A panel of the “who’s who” of the event world spoke to a packed room of eager members on Friday morning at the USEA’s Annual Convention. During her introduction, Karen O’Connor created the parallel that there are “many roads that lead to Rome” in terms of the riders on the panel and their different approaches to training. With that she announced that the one hour session would be an open format, allowing the audience to tap into the training solutions of the nation’s top competitors.
The questions from the audience were numerous, and covered a wide variety interesting topics. Here is an excerpt of some of those questions:
1. At the lower levels of eventing, where do you see room for improvement in the warm-up?

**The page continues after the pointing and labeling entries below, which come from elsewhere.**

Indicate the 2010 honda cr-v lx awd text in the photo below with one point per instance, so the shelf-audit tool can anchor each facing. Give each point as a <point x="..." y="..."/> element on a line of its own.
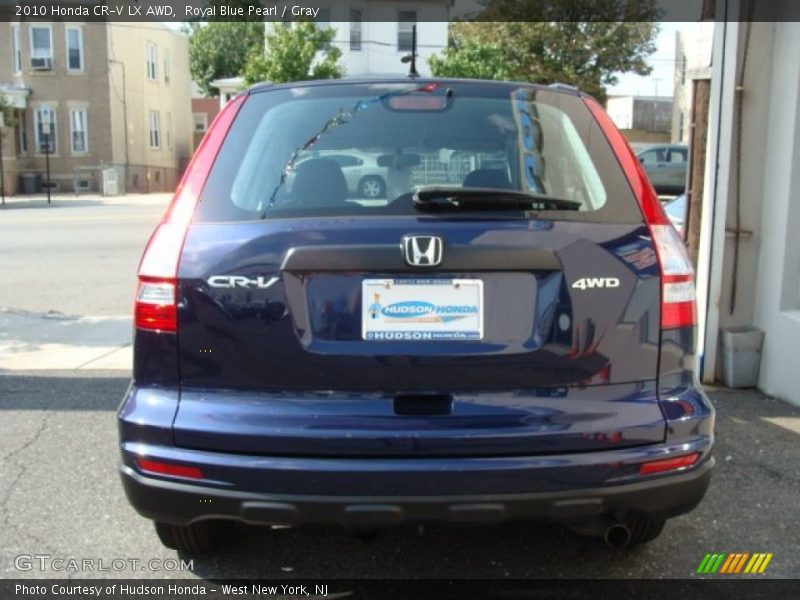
<point x="507" y="333"/>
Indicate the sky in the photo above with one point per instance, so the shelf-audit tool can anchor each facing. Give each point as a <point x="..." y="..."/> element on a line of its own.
<point x="660" y="81"/>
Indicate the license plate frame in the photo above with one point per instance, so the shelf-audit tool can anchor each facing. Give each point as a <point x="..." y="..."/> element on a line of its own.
<point x="422" y="309"/>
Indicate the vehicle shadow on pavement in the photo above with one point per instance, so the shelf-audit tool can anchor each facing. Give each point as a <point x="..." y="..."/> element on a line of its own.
<point x="82" y="390"/>
<point x="17" y="203"/>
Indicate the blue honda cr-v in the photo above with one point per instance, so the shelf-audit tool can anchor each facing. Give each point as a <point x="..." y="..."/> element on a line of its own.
<point x="506" y="332"/>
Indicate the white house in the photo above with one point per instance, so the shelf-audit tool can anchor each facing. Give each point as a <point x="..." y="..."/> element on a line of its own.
<point x="749" y="257"/>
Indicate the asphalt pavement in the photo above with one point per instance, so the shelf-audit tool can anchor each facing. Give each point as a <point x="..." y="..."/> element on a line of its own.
<point x="60" y="495"/>
<point x="67" y="279"/>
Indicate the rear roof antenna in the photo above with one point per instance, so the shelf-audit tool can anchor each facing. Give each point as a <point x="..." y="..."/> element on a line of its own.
<point x="412" y="58"/>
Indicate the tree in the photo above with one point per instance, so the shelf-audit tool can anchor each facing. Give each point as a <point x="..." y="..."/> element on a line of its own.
<point x="220" y="49"/>
<point x="579" y="42"/>
<point x="295" y="53"/>
<point x="471" y="59"/>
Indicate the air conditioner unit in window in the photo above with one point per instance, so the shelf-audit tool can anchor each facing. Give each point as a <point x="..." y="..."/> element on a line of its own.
<point x="42" y="64"/>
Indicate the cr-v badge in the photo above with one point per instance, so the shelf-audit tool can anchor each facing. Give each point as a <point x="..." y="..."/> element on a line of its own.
<point x="234" y="281"/>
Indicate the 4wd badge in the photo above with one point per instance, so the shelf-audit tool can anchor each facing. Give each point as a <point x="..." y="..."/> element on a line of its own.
<point x="587" y="283"/>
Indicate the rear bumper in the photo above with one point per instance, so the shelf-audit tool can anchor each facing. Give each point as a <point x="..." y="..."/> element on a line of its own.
<point x="183" y="502"/>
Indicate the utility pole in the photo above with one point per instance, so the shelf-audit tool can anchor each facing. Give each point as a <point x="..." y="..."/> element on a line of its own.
<point x="46" y="124"/>
<point x="412" y="58"/>
<point x="2" y="173"/>
<point x="124" y="116"/>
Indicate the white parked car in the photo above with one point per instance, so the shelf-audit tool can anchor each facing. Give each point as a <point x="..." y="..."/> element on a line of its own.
<point x="365" y="177"/>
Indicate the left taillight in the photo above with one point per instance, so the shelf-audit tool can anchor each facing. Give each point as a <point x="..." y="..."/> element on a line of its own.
<point x="677" y="273"/>
<point x="156" y="305"/>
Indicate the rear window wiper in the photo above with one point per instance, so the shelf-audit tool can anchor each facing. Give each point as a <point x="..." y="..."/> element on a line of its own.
<point x="455" y="198"/>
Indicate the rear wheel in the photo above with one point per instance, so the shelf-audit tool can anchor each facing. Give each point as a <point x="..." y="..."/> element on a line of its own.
<point x="196" y="538"/>
<point x="372" y="187"/>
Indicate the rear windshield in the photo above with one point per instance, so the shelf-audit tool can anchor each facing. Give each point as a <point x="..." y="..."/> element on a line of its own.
<point x="364" y="149"/>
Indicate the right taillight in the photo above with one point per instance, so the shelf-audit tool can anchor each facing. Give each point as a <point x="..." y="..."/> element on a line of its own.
<point x="156" y="306"/>
<point x="677" y="278"/>
<point x="677" y="274"/>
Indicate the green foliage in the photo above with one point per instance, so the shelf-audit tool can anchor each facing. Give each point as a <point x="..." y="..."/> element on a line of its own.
<point x="471" y="59"/>
<point x="220" y="49"/>
<point x="579" y="42"/>
<point x="290" y="54"/>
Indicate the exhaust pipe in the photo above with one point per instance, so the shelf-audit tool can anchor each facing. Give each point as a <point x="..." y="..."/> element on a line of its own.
<point x="617" y="536"/>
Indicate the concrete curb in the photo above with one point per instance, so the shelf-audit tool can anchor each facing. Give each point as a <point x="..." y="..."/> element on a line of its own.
<point x="45" y="341"/>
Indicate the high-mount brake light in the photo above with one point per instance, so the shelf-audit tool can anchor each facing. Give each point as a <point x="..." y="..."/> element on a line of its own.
<point x="677" y="274"/>
<point x="156" y="306"/>
<point x="418" y="103"/>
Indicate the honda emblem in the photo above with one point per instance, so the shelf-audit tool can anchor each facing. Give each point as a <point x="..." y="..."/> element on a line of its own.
<point x="423" y="250"/>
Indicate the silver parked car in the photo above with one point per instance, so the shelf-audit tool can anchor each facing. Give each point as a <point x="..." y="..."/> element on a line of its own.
<point x="665" y="165"/>
<point x="365" y="177"/>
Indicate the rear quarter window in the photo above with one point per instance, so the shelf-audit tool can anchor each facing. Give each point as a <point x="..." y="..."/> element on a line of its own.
<point x="343" y="149"/>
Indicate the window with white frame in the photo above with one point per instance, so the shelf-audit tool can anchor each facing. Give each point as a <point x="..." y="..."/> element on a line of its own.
<point x="355" y="30"/>
<point x="16" y="50"/>
<point x="41" y="46"/>
<point x="152" y="59"/>
<point x="74" y="48"/>
<point x="22" y="133"/>
<point x="155" y="129"/>
<point x="405" y="24"/>
<point x="46" y="138"/>
<point x="200" y="122"/>
<point x="77" y="127"/>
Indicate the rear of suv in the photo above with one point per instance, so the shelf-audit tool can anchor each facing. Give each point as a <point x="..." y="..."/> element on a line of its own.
<point x="507" y="333"/>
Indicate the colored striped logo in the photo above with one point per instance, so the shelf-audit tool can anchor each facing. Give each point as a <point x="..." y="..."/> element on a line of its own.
<point x="735" y="563"/>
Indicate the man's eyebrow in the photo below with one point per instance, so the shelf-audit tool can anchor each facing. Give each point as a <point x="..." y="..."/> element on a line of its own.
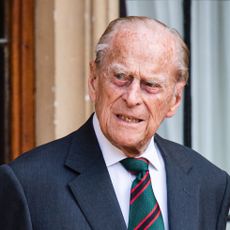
<point x="118" y="67"/>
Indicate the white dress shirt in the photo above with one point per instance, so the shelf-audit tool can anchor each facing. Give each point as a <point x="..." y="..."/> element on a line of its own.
<point x="122" y="179"/>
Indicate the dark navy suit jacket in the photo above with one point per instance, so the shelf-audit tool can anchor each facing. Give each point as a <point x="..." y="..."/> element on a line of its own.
<point x="65" y="185"/>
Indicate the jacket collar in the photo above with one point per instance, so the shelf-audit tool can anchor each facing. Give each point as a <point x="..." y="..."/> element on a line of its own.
<point x="182" y="187"/>
<point x="92" y="187"/>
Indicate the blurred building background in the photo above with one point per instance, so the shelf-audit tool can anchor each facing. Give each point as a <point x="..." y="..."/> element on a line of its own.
<point x="45" y="48"/>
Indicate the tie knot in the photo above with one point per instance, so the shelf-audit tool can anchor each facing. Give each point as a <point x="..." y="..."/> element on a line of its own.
<point x="135" y="165"/>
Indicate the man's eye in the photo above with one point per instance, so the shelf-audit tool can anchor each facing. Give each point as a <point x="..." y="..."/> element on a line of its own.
<point x="120" y="76"/>
<point x="152" y="87"/>
<point x="120" y="79"/>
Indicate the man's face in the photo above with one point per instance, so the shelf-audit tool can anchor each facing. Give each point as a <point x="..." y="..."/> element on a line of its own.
<point x="134" y="89"/>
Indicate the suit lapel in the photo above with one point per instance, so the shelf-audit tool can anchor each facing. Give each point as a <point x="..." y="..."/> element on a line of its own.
<point x="182" y="193"/>
<point x="92" y="188"/>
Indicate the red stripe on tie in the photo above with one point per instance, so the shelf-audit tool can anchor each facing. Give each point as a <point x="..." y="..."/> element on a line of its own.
<point x="154" y="208"/>
<point x="154" y="219"/>
<point x="141" y="191"/>
<point x="143" y="159"/>
<point x="143" y="178"/>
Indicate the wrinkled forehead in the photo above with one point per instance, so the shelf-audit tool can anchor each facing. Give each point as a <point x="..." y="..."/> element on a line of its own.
<point x="149" y="45"/>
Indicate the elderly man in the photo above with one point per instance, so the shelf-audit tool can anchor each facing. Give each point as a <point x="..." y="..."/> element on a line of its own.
<point x="115" y="172"/>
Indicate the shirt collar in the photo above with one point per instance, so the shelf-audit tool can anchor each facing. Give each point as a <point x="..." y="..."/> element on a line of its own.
<point x="112" y="155"/>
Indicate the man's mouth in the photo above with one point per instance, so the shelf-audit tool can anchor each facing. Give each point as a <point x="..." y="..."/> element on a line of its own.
<point x="128" y="119"/>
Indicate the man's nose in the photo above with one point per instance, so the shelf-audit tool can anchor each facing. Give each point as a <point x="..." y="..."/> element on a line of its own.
<point x="132" y="95"/>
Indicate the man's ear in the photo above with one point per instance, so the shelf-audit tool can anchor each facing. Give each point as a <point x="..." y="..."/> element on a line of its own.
<point x="92" y="81"/>
<point x="177" y="98"/>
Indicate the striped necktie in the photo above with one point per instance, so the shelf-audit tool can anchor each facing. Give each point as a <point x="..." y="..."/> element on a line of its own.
<point x="144" y="211"/>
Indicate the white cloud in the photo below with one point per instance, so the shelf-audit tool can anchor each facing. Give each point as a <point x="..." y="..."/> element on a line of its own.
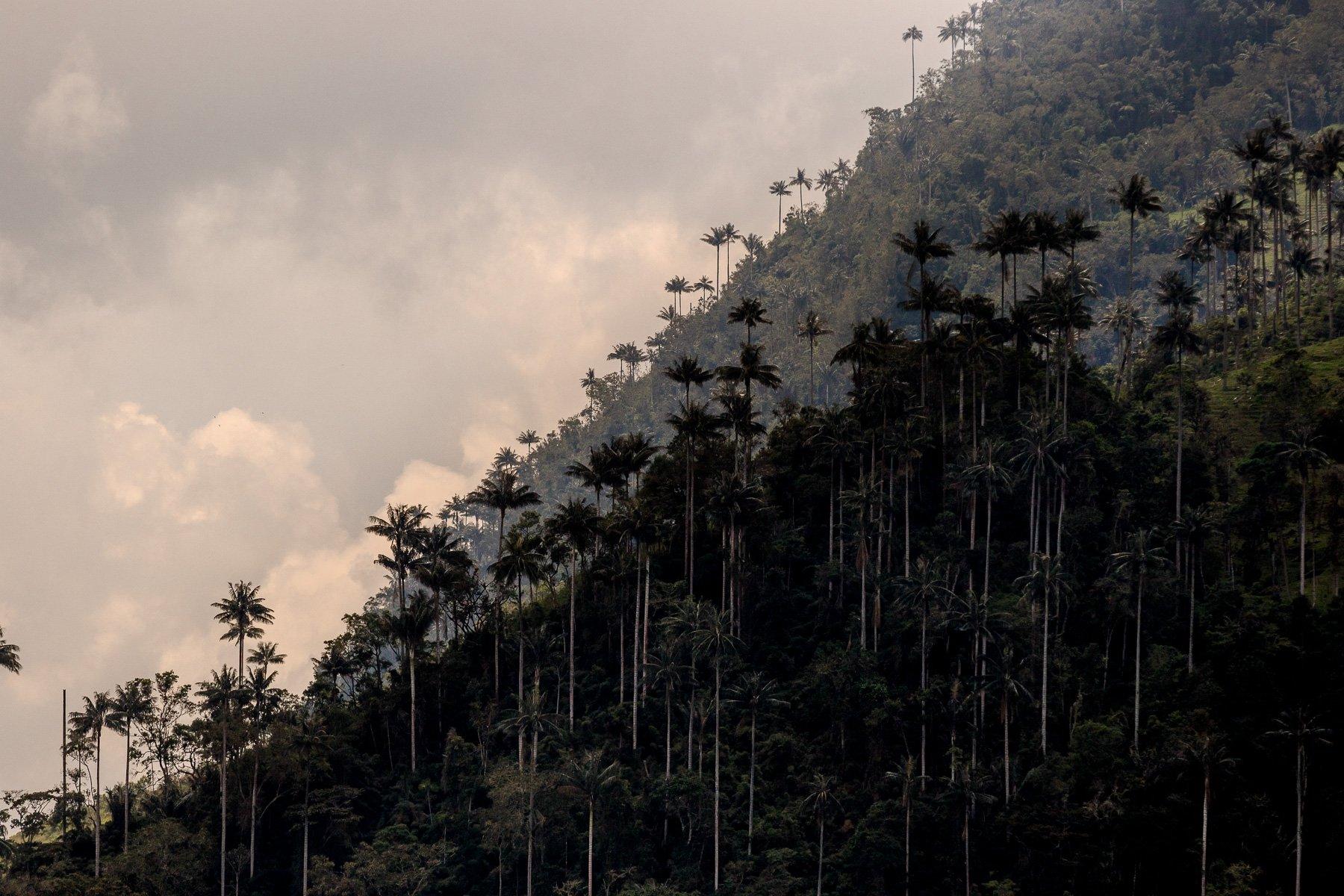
<point x="77" y="116"/>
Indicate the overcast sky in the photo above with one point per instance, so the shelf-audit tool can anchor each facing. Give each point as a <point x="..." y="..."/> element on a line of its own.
<point x="265" y="267"/>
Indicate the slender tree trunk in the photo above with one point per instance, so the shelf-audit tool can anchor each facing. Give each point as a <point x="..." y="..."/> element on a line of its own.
<point x="821" y="849"/>
<point x="591" y="847"/>
<point x="1139" y="645"/>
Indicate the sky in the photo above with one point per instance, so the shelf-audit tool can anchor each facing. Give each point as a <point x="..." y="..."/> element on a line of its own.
<point x="267" y="267"/>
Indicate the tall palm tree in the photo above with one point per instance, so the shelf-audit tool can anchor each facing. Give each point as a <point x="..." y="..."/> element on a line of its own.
<point x="924" y="246"/>
<point x="750" y="312"/>
<point x="804" y="183"/>
<point x="1210" y="754"/>
<point x="715" y="238"/>
<point x="1177" y="335"/>
<point x="260" y="691"/>
<point x="823" y="800"/>
<point x="90" y="722"/>
<point x="243" y="613"/>
<point x="921" y="591"/>
<point x="995" y="476"/>
<point x="914" y="37"/>
<point x="586" y="777"/>
<point x="1303" y="262"/>
<point x="812" y="328"/>
<point x="756" y="695"/>
<point x="128" y="709"/>
<point x="730" y="235"/>
<point x="1137" y="199"/>
<point x="8" y="655"/>
<point x="411" y="628"/>
<point x="714" y="638"/>
<point x="1303" y="455"/>
<point x="502" y="491"/>
<point x="402" y="529"/>
<point x="781" y="190"/>
<point x="529" y="440"/>
<point x="1303" y="729"/>
<point x="218" y="696"/>
<point x="678" y="287"/>
<point x="576" y="524"/>
<point x="694" y="425"/>
<point x="1140" y="558"/>
<point x="910" y="780"/>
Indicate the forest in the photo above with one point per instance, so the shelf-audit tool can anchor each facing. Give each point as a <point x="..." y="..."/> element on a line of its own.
<point x="977" y="532"/>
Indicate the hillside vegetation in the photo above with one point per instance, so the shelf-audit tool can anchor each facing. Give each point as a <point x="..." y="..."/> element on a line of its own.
<point x="980" y="535"/>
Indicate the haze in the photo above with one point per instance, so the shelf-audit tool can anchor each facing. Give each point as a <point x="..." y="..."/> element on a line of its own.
<point x="265" y="267"/>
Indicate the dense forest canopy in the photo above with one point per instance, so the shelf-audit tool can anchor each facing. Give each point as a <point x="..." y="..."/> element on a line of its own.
<point x="977" y="532"/>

The overall consensus from the panel addressed that time spent in the warm-up needed to be more about engaging the horse and rider for the task at hand, and was not an appropriate time for a riding lesson. Phillip Dutton remarked that people who come into the warm-up unprepared for riding cross-country needed to focus beforehand on what they needed to do on course. This was also reinforced by Buck Davidson, who emphasized that trainers and riders needed to ensure that their homework was done prior to entering the warm-up. Kim Severson wrapped up this topic by suggesting that trainers shift the focus to the security of rider’s position, and to refrain from over jumping in the warm-up.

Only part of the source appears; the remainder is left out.